[Fwd: [Linuxppc-dev] Re: [Linuxppc-cvs64] CVS: linuxppc64_2_4/arch/ppc64/kernel head.S,1.32.6.1,1.32.6.2]

Anton Blanchard anton at au1.ibm.com
Sat Jun 22 07:15:23 EST 2002


Hi Dave,

> Fundamentally, the problem is that the OS does not have any control over
> the ERAT and it may be invalidated at any point in time.  What we found
> is that when castouts from the SLB start to occur and we get into this
> code path with some frequency, we end up in a state where the SLB is
> full, and there are additional translations in the ERAT for kernel
> address which are not in the SLB.  This set up a situation where we were
> preparing to rfi (do_signal_ret) and were in the crital section where
> SRRO/1 were loaded when the ERAT entry for the stack gets invalidated
> from under us (presumably via a tlbie from another processor).  We then
> take an SLB fault, where the handler proceeds to clobber SRR0/1, and
> things fall apart.

Thanks for the explanation.

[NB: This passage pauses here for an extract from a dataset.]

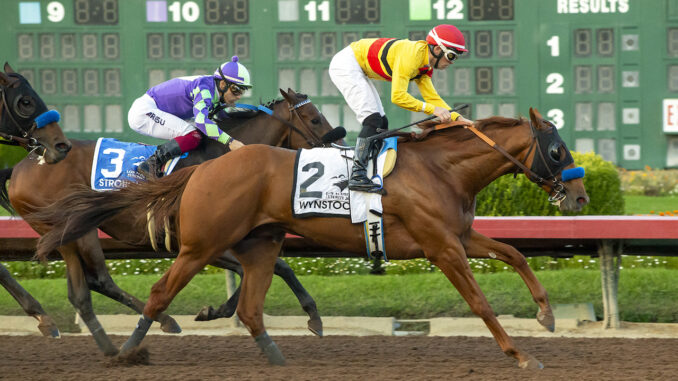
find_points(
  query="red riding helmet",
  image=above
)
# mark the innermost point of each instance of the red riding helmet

I actually have a comment in my tree warning
about SLB castouts during the exception exit path but hadnt got around
to fixing it :)

I think there are more problems than just this one, what if the
exception took an SLB miss and chose to cast out the kernel segment
mapping the stack? My understanding is that we should be clearing the MSR
RI bit during exception exit and then replaying the final parts of the
exception exit code if necessary.

I cannot take credit for this idea, Paul has implemented it in the
32 bit port :)

> Given that this should be a generally low use path (SLB castout), I
> don't expect there would be any performance impact.

I think the SLB castout path can be quite important on large random
access workloads. We were seeing it trip on 32 bit JVM benchmarks,
imagine how bad it would be with 200GB of pagecache or process memory.
An unnecessary slbie could have a noticeable effect.